Fifth, the U.S. experienced a shorter and less pronounced drop in real GDP during the Great Recession than Japan or most countries in the European Union. Between the last quarter in 2007 and the second quarter of 2009, real U.S. GDP fell 4.2%, and the annualized slide in three of the five negative quarters was less than 3%. GDP even grew 2.0% at an annualized rate in 2Q08, and the drop in 2Q09 was by just 0.5%. Most of the pain was condensed into the last quarter of 2008 and first quarter of 2009. Because America’s testing for coronavirus has been so much less thorough than testing in other countries, it seems doubtful that it will experience less economic fallout than countries that were more vigilant in that regard.

And finally, markets seem ahead of the curve in understanding that the most menacing health pandemic in a century has caught mankind at a particularly bad time. At the epicenter of the Great Recession between the collapse of Lehman Brothers on the weekend of September 13-14, 2008 and the DOW’s closing low on March 9, 2009, that index fell a total of 42.7% and posted daily declines of 4.0% or more twelve different time. That was a period of just under a half year. Since February 12, 2020 when the DJIA closed at a record high of 29,556, through this morning’s intra-day low of 19,882, the index fell 32.7%, and most of that slide was in the space of the most recent three weeks.

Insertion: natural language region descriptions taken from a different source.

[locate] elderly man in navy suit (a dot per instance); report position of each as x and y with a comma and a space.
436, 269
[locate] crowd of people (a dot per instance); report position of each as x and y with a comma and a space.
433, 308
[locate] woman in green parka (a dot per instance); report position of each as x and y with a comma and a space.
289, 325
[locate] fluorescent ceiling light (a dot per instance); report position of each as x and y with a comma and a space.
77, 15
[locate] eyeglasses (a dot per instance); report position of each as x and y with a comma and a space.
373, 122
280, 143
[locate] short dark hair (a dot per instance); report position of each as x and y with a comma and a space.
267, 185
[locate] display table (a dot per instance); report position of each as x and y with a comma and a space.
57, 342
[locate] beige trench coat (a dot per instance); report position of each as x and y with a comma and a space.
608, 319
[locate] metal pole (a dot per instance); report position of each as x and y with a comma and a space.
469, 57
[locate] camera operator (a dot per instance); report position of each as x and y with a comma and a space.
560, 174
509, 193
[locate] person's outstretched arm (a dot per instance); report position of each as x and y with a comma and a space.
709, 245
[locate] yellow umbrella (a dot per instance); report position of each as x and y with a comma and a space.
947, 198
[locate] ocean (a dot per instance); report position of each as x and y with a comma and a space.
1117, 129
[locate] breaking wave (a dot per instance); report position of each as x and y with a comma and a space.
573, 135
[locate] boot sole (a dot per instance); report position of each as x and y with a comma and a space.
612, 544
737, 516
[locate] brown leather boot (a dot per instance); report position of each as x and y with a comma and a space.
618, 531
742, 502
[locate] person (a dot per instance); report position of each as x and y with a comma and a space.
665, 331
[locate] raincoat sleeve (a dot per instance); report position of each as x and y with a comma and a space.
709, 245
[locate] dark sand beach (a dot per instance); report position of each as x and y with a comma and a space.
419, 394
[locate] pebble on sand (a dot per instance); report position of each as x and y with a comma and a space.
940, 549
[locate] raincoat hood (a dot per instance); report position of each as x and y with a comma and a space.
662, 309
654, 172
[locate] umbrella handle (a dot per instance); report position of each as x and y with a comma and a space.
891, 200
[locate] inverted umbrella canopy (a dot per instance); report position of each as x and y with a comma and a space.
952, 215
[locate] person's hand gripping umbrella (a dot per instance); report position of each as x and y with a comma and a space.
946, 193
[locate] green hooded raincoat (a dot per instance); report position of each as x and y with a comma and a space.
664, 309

There have been five daily declines of the DOW since February 27th of 4.0% or more. Seven of the dozen daily slides in the aforementioned 2008-09 span of six months were smaller than 5.0%, and the largest was a decline of 7.9% on October 15. Only one of the five largest drops this year since February 27th was smaller than 5.9%, and it occurred on that day. The size of the other four declines were 5.9% on March 11, 7.8% on March 9, 10.0% on March 12, and 12.9% on March 16. The stock market bottomed out in 2009 just four months before the end of America’s year-and-a-half-long recession. Similarly, a 45.1% decline of the DOW in 1973-74 ended about a calendar quarter before the end of the recession associated with that bear market. It’s highly likely that we are not just 3-4 months away from the current recession’s end. We probably will not even have a good guesstimate at midyear regarding the end of the pandemic, so it seems most probable that we haven’t yet seen the U.S. stock market’s ultimate floor.